The Problem with Threshold Alerts

Traditional Alerting

# Symptom-based alerts
- alert: HighCPU
  expr: cpu_usage > 80
  
- alert: HighMemory
  expr: memory_usage > 85
  
- alert: HighDiskIO
  expr: disk_io > 90

Problems

No user context: Is 80% CPU actually affecting users?
Arbitrary thresholds: Why 80% and not 75% or 85%?
Alert fatigue: Constant low-value pages
Missed issues: Can have problems without hitting thresholds

SLO-Based Alerting Philosophy

Alert when:

Users are being impacted (SLI below target)
Impact is significant (burning error budget too fast)
Action is needed (won’t self-resolve)

Don’t alert when:

Internal metrics are elevated but users are fine
Impact is brief and self-resolving
Nothing can be done

The Multi-Window, Multi-Burn-Rate Approach

The gold standard for SLO alerting uses multiple time windows to catch both fast and slow burns.

Why Multiple Windows?

Window	Catches	Misses
Short (5m)	Fast burns	Slow burns
Long (1h)	Sustained issues	Very fast burns
Combined	Both	Neither

The Canonical Burn Rate Alerts

groups:
  - name: slo-alerts
    rules:
      # Page: 2% budget burn in 1 hour (fast burn)
      - alert: SLOBurnRateCritical
        expr: |
          (
            # Long window (1 hour)
            (1 - sum(rate(http_requests_total{status!~"5.."}[1h])) 
            / sum(rate(http_requests_total[1h])))
            > (14.4 * 0.001)  # 14.4x burn rate × 0.1% error budget
          )
          and
          (
            # Short window (5 minutes)
            (1 - sum(rate(http_requests_total{status!~"5.."}[5m]))
            / sum(rate(http_requests_total[5m])))
            > (14.4 * 0.001)
          )
        for: 2m
        labels:
          severity: critical
        annotations:
          summary: "SLO critical: burning 2% of error budget per hour"
          impact: "At current rate, budget exhausts in ~2 hours"
          runbook_url: "https://runbooks.internal/slo-burn"
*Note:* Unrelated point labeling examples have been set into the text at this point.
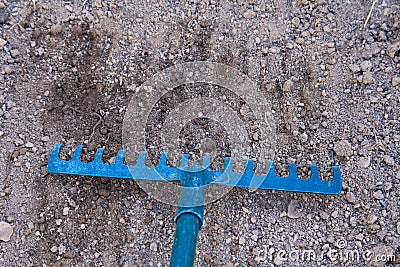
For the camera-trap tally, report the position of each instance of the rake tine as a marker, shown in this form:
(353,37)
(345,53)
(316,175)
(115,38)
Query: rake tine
(142,158)
(206,161)
(292,170)
(120,158)
(184,161)
(98,157)
(77,153)
(163,159)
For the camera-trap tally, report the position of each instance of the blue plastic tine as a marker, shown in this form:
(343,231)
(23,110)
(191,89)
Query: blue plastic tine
(142,158)
(292,170)
(271,169)
(98,157)
(206,161)
(228,164)
(184,161)
(314,172)
(77,153)
(120,157)
(56,151)
(163,159)
(249,165)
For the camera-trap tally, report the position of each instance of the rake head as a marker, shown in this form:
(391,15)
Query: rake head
(226,177)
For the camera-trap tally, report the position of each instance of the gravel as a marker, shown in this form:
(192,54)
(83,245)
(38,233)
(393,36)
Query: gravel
(68,70)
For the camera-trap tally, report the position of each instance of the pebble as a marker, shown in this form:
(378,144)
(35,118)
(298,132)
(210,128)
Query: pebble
(292,212)
(367,78)
(388,160)
(56,29)
(303,137)
(395,81)
(288,86)
(371,219)
(350,197)
(249,14)
(104,192)
(6,230)
(8,69)
(2,42)
(61,249)
(392,49)
(380,251)
(296,22)
(153,246)
(65,211)
(378,195)
(364,162)
(45,139)
(354,68)
(29,145)
(15,53)
(277,260)
(343,149)
(366,66)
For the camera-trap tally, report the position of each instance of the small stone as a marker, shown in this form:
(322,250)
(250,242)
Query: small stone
(8,69)
(395,81)
(376,254)
(45,139)
(324,215)
(350,197)
(371,219)
(378,195)
(61,249)
(277,260)
(29,145)
(249,14)
(364,162)
(303,137)
(393,49)
(153,246)
(254,238)
(2,42)
(296,22)
(288,86)
(343,149)
(56,29)
(6,231)
(367,78)
(354,68)
(15,53)
(366,66)
(65,211)
(104,192)
(7,191)
(388,160)
(292,212)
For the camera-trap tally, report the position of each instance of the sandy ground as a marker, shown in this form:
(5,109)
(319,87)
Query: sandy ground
(68,70)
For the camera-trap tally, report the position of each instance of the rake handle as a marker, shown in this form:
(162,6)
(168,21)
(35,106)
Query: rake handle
(189,217)
(184,250)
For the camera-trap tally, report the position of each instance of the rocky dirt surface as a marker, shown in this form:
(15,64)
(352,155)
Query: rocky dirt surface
(68,70)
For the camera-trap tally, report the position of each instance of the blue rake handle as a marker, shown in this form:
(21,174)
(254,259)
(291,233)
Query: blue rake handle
(189,216)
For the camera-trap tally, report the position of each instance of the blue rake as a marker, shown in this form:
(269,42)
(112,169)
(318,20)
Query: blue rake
(193,179)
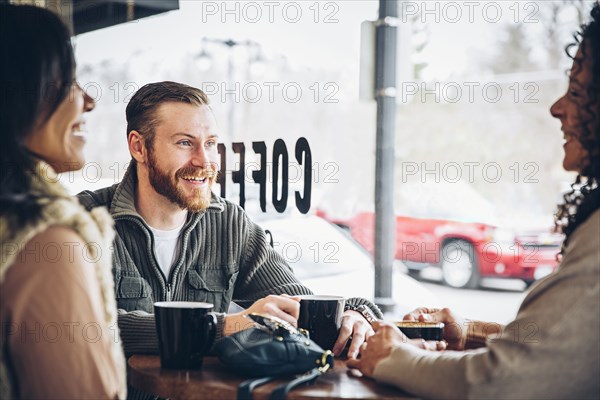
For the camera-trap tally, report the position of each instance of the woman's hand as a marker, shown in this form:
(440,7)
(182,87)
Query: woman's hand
(356,326)
(284,307)
(386,338)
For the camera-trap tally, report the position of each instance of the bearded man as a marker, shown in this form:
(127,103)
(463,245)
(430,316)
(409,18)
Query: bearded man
(177,241)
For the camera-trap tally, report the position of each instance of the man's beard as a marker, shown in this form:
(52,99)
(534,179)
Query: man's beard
(167,185)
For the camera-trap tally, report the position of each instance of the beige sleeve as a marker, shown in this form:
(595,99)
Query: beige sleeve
(58,342)
(430,374)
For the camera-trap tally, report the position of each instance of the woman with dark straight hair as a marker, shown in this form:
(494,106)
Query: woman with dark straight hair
(552,348)
(59,337)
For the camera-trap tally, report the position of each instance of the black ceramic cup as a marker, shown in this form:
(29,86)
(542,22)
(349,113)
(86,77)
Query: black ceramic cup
(186,332)
(322,316)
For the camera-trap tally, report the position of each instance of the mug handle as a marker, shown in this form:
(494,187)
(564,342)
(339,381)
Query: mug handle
(211,322)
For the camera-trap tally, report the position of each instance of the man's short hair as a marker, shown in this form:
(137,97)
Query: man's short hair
(141,110)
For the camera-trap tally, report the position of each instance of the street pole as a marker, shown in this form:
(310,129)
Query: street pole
(385,94)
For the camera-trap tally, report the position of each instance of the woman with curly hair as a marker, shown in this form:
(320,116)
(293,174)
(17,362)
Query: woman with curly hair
(58,336)
(552,348)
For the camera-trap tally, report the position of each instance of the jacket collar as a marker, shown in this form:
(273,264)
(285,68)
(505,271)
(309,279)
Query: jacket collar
(123,202)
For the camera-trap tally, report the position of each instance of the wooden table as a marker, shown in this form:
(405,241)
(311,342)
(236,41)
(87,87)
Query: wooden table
(214,381)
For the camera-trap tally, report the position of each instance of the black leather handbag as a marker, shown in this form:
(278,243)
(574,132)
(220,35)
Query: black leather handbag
(270,350)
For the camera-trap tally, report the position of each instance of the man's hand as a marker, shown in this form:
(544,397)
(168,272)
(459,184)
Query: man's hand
(355,325)
(284,307)
(380,345)
(455,327)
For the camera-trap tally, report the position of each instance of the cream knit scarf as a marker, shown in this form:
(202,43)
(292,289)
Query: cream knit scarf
(94,227)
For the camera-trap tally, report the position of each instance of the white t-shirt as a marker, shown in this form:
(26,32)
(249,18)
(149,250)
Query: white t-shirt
(165,247)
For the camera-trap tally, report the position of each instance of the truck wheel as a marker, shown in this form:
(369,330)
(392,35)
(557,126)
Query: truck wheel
(459,265)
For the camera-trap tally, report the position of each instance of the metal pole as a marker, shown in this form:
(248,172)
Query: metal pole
(385,94)
(231,105)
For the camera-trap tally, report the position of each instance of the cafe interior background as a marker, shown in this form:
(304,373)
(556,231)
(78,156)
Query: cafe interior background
(475,81)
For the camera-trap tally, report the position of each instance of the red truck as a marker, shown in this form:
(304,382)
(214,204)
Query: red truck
(440,232)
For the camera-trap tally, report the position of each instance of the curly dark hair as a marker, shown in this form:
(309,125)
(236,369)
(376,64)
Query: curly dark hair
(36,73)
(584,197)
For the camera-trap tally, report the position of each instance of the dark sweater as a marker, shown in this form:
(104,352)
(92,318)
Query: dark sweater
(223,256)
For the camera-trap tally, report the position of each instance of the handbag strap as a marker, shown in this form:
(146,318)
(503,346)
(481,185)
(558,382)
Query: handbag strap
(280,392)
(245,388)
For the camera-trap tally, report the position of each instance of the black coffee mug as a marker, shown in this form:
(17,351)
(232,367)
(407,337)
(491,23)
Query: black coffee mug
(322,317)
(186,332)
      # Page: 5% budget burn in 6 hours (medium burn)
      - alert: SLOBurnRateHigh  
        expr: |
          (
            (1 - sum(rate(http_requests_total{status!~"5.."}[6h]))
            / sum(rate(http_requests_total[6h])))
            > (6 * 0.001)
          )
          and
          (
            (1 - sum(rate(http_requests_total{status!~"5.."}[30m]))
            / sum(rate(http_requests_total[30m])))
            > (6 * 0.001)
          )
        for: 5m
        labels:
          severity: critical
        annotations:
          summary: "SLO high burn: burning 5% of error budget per 6 hours"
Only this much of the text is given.